Então deixava o cateto da hipotenusa, os equiláteros, escalenos, sentava numa ponta do birô e a gente fazia as perguntas mais diversas, soltava nossas inquietações. Perguntávamos sobre tudo, não tinha coisa proibida. Sexo, violência, futuro, um parente que morreu, enfim.

Ele sabia conversar com a gente, e sabia nos escutar. Foi uma das pessoas mais incríveis que tive a sorte de conhecer.
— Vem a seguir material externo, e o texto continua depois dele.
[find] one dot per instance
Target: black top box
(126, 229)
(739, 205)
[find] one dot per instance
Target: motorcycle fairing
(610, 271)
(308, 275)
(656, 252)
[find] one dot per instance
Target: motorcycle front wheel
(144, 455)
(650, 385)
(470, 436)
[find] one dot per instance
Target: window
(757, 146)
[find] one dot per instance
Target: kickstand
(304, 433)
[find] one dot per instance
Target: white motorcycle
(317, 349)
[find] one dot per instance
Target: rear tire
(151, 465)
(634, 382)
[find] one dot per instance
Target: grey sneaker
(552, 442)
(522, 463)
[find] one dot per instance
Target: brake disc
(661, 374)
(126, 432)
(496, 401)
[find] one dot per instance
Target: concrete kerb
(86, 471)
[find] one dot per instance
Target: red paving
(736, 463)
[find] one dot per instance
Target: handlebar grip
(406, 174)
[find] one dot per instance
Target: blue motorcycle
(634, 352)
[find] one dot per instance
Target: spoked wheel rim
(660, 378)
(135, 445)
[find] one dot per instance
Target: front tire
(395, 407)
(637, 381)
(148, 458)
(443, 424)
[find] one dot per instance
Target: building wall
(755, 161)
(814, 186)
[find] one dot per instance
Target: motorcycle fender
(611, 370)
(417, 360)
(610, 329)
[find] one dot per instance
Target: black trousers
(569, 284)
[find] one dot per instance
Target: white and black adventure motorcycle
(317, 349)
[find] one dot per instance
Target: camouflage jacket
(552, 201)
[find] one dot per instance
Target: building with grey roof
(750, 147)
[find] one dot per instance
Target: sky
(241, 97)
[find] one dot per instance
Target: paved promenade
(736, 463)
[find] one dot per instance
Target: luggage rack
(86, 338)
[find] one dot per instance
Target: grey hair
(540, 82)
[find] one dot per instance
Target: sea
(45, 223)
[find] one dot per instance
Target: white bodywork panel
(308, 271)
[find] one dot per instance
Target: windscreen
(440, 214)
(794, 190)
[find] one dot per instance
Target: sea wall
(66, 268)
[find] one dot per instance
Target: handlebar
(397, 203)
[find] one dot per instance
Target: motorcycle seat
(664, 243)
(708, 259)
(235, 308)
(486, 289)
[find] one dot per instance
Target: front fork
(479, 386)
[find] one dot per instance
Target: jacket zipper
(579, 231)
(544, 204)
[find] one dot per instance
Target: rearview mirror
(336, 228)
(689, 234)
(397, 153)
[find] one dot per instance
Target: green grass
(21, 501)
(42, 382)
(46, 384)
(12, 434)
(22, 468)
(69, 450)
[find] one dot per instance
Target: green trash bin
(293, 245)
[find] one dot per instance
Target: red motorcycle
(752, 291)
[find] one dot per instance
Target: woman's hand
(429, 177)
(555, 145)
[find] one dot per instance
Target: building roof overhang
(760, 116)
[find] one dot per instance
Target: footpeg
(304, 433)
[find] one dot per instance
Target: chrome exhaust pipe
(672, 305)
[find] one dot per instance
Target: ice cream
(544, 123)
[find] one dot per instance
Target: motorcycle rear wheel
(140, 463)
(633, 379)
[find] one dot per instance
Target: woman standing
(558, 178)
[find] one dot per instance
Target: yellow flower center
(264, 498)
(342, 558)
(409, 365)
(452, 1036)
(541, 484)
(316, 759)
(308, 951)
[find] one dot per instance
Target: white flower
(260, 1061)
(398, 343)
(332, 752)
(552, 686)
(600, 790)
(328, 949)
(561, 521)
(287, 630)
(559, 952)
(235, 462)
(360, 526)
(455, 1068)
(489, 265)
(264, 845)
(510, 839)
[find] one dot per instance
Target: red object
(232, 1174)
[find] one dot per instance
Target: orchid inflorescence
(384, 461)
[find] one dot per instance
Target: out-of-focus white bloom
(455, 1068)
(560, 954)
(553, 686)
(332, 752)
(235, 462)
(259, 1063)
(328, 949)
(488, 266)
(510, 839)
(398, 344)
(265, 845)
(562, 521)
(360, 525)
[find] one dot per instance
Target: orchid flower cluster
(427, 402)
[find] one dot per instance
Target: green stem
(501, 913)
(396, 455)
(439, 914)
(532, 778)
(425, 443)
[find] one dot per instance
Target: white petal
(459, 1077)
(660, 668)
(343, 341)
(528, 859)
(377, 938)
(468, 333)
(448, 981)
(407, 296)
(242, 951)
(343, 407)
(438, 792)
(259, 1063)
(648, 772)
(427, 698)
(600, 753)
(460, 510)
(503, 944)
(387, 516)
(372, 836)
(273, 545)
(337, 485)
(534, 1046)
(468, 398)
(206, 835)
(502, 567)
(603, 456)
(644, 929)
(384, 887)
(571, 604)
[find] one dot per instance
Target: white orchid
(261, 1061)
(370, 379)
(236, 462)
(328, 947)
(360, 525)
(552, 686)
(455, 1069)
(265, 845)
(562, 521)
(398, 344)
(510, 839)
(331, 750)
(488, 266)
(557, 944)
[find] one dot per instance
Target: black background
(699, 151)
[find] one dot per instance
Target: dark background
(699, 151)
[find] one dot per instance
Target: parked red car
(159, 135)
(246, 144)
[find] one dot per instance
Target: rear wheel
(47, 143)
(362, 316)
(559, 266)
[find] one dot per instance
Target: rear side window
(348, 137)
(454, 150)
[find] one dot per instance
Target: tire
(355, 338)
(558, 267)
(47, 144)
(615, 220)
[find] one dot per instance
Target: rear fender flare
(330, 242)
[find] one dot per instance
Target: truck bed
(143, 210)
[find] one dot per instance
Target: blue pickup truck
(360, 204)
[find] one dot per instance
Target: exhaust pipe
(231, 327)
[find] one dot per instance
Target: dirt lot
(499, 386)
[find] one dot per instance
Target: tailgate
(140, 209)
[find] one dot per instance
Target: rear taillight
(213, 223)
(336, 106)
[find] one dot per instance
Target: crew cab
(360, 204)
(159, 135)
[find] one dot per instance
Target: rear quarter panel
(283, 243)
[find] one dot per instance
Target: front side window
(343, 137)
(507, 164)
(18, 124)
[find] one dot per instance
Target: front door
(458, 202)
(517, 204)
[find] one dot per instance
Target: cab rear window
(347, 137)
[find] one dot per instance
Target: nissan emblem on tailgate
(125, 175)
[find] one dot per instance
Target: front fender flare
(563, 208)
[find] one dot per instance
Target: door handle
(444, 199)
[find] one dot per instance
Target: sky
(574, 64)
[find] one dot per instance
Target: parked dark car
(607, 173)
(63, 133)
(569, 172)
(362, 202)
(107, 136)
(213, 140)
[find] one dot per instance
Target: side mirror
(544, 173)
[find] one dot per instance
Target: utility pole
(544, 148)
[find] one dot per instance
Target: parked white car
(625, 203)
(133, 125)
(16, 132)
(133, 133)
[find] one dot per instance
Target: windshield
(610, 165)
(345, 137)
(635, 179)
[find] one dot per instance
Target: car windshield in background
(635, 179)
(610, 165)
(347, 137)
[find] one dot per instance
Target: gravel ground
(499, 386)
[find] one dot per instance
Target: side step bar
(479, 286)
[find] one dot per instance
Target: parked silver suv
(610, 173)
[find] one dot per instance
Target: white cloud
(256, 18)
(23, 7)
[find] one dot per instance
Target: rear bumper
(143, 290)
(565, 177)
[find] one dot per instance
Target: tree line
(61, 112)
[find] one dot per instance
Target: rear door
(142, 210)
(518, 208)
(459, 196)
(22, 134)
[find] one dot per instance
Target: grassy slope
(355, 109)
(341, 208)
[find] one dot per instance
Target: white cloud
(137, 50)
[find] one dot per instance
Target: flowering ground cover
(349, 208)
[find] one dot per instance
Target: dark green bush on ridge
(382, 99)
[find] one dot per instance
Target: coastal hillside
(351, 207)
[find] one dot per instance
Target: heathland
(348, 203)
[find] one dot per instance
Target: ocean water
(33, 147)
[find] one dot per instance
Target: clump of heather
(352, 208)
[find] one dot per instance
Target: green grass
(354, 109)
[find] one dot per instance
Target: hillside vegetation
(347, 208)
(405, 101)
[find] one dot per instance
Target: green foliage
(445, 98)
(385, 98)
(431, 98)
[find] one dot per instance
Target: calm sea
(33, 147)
No final do ano, um pequeno grupo de alunos (eu estava no meio) foi à casa dele, levar uma plaquinha de agradecimento.

Esses imbecís que assaltaram ficam com essa conversa estúpida de “escola sem partido”. Tudo pra essa gente é ideologia, é um medo da porra de liberdade, de alegria, de quebrar preconceitos, é um negócio azul ou rosa, quando cada ser humano tem tantas cores…

Foi justamente quando a escola quebrou sua rigidez, que abriu espaço para o diálogo, o encontro, o debate, ao longo dos meus anos de aluno, que algo se modificou em mim.

Em todos esses casos, as pessoas tinham um partido – o ser humano que estava ali, em sua jornada inicial pela vida, correndo o risco de ser um careta absoluto ou alguém que aceitou o risco de ser livre.

Aos meus amados professores com partido.